Cervalis to Lease BTS Data Center in Connecticut
- Aug 13, 2012
Cervalis LLC has inked a long-term lease to occupy a 167,600-square-foot, new-construction data center and disaster recovery center in Norwalk, Conn., though the particulars (exact term, lease rate) haven’t been disclosed. According to the parties involved in the deal, it’s the largest lease in Fairfield County so far this year, and the largest build-to-suite in the county in more than a decade.
The lease means that FPG Norden, a subsidiary of Fortis Property Group, can now go ahead with the development of the property, which will be on a five-acre site. Construction is slated to begin during the first half of 2013.

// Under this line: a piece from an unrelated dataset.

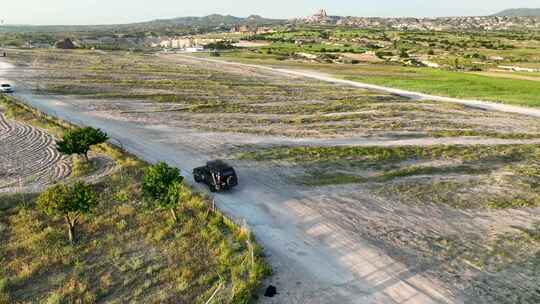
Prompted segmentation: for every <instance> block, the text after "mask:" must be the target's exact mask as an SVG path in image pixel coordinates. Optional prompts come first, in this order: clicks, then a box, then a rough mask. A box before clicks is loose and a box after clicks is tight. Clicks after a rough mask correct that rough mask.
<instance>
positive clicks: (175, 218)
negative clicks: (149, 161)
mask: <svg viewBox="0 0 540 304" xmlns="http://www.w3.org/2000/svg"><path fill="white" fill-rule="evenodd" d="M183 179H184V178H183V177H182V176H180V170H178V169H177V168H172V167H169V166H168V165H167V164H166V163H165V162H159V163H157V164H156V165H154V166H151V167H148V169H146V171H145V173H144V178H143V184H142V189H143V193H144V196H145V197H146V198H147V199H148V200H149V201H150V202H151V203H152V204H153V205H154V206H156V207H158V208H163V209H168V210H169V211H170V212H171V215H172V217H173V219H174V221H175V222H176V221H178V217H177V215H176V211H175V209H176V207H178V203H179V201H180V199H181V197H182V191H183V185H182V181H183Z"/></svg>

“Even though Cervalis currently has 300,000 square feet of data center and disaster recovery space operating in New York, New Jersey, and Connecticut, it needs new inventory continuously to satisfy the needs of its clients,” Howard E. Greenberg president of Howard Properties, told CPE.
Greenberg, along with John Stoddard, vice president of Jones Lang LaSalle, represented Cervalis in the deal. Jodie Dostal, senior director, Cushman & Wakefield of CT Inc., represented FPG Norden.
“Bringing a data center on line is a very long-lead proposition,” Greenburg said. “The provision of redundant sources of electrical power and fiber connectivity, along with the installation of backup generators, and significant electrical and HVAC infrastructure, takes a significant amount of time to put in place. If the building isn’t built to suit, there’s time required to customize it to fit the stringent structural requirements of a data center.”
Cervalis is a provider of IT infrastructure products, including business continuity/rapid recovery, managed hosting, enterprise cloud computing, managed security, managed storage, networking & telecommunications and colocation. Its new facility in Norwalk will be near NorthropGrumman’s production facility.
“Data centers that include disaster recovery space also need to be close enough to major business centers so that employees of the companies housing their servers in the data center can commute to the disaster recovery space to operate there remotely in the event of an emergency,” Greenburg added. “But they shouldn’t be so close to the business centers as to be affected directly by the emergency. Norwalk fulfills both of those requirements.”